50 Kilometer
Diesen Text habe ich unmittelbar nach meiner praktischen Prüfung geschrieben. Über manches muss ich heute im Rückblick lächeln, weil mir auffällt, wie sich meine Sicht seitdem geändert hat. Trotzdem möchte ich den Text genauso veröffentlichen, wie ich ihn damals geschrieben habe, schon weil er einige der Barrieren demonstriert, die ich in "Der Sprung zum Alpenstreckenflug" beschrieben habe.
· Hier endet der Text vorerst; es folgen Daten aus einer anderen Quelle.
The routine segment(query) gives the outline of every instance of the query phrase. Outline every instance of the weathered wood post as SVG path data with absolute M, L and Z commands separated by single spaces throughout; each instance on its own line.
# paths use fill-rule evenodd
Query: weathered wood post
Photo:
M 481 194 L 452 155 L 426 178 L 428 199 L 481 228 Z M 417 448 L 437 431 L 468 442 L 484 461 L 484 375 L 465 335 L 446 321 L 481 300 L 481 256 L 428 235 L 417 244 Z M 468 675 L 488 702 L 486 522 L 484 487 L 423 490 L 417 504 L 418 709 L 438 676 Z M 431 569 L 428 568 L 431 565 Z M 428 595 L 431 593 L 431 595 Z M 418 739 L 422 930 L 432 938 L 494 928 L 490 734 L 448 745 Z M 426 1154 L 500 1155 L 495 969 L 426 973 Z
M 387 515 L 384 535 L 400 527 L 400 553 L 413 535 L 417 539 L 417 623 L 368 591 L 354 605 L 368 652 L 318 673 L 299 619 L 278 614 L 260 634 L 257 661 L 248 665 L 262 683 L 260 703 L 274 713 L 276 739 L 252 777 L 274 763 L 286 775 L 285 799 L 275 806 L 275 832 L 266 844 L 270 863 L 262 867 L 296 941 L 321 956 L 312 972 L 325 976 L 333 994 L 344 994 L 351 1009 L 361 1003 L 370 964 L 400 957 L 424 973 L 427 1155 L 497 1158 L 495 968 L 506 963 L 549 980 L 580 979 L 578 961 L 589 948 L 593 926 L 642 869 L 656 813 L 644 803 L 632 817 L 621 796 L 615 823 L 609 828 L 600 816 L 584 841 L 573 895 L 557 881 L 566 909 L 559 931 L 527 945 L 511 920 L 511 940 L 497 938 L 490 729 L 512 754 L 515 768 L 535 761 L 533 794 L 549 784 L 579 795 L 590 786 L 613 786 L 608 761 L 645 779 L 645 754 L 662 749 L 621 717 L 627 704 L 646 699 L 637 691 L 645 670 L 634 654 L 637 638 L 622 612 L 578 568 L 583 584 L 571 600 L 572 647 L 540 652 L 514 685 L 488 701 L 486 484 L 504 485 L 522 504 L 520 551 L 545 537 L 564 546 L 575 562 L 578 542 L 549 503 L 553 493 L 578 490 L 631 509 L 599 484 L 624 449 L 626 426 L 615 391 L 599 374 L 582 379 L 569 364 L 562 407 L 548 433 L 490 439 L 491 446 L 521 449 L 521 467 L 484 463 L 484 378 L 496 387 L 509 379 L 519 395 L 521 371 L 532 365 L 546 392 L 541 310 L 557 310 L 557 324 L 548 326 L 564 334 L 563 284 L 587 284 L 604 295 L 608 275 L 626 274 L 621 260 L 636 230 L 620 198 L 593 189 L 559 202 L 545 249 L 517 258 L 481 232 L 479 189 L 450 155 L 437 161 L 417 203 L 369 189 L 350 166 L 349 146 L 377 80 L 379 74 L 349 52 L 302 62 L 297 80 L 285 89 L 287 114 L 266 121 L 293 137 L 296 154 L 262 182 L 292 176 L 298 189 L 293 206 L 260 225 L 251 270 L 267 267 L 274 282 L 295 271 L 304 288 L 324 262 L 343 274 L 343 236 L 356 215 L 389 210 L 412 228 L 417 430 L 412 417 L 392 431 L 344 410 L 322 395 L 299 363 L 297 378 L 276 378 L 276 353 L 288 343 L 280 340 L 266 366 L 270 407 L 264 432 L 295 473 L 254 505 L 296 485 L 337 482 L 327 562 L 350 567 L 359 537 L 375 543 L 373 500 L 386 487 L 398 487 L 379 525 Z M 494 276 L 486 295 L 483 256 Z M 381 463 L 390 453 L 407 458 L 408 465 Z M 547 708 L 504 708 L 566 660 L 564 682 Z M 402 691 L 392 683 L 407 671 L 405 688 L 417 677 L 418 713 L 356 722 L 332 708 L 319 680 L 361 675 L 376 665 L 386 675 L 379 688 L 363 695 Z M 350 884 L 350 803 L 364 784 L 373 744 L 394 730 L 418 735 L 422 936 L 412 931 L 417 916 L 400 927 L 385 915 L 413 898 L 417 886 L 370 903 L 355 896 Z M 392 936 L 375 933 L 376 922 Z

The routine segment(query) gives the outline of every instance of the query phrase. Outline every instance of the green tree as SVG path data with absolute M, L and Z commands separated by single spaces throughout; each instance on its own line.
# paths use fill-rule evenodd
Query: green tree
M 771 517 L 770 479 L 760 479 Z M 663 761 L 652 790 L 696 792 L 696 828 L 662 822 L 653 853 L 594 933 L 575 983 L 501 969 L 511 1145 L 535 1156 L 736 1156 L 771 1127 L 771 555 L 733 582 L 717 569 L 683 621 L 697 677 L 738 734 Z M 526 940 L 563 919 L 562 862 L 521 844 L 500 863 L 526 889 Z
Es ist ein perfekter Tag. Das Wetter ist herrlich, kleine Kumuluswolken stehen über den Berggipfeln – gute Thermik. Ich bin ausgeglichen und zufrieden, ich will an diesem Tag nichts erreichen, ganz im Gegensatz zu den Tagen davor, an denen mich Ungeduld und Ehrgeiz plagten und mir die Ruhe für mein großes Ziel stahlen: Den Streckenflug über 50 Kilometer, den letzten und wohl auch schwierigsten Prüfungsabschnitt auf dem Weg zum Segelflugschein.
Schwierig
ist die Sache vor allem deshalb, weil man nun zum ersten Mal etwas tun muss, das
einem Flugschüler klar und präzise untersagt ist: Die Umgebung des Flugplatzes
zu verlassen, außer Sichtweite des sicheren Platzes zu fliegen und sich auf das
eigene Wissen und Können verlassen zu müssen. 50 Kilometer, das bedeutet
Thermik zu finden, sie zu nutzen, Höhe zu gewinnen und bestimmte
Pflichtwendepunkte zu erreichen. Und es bedeutet vor allem, eine ganze Reihe von
inneren und äußeren Grenzen zu überschreiten und Neuland zu begehen.
Vor
meinem eigenen Versuch, die 50 Kilometer zu fliegen, hatte ich schon ein paar
unerlaubte Erfahrungen gesammelt: An einem wunderschönen Flugtag hatten mich
die Thermik und die Begeisterung fortgetragen, ich hatte fast unwissentlich die
Grenze nach Österreich überflogen und war erst umgedreht, als ich den Platz
schon längst nicht mehr sehen konnte. Dieser unabsichtliche Streckenflug hatte
mir ein paar wesentliche Lehren erteilt und ich hatte einen der erfahrensten
Flieger am Platz gebeten, mich auf einen Streckflug mitzunehmen. Dieser dreistündige
Flug wurde zur intensivsten und wertvollsten Einzellektion, die ich bis dahin je
beim Fliegen bekommen habe.
Nun
aber ist es so weit – ich kann mich nicht mehr auf fremde Hilfe oder auf die günstige
Wendung des Schicksals und einen zufällig getroffenen guten Flugtag verlassen.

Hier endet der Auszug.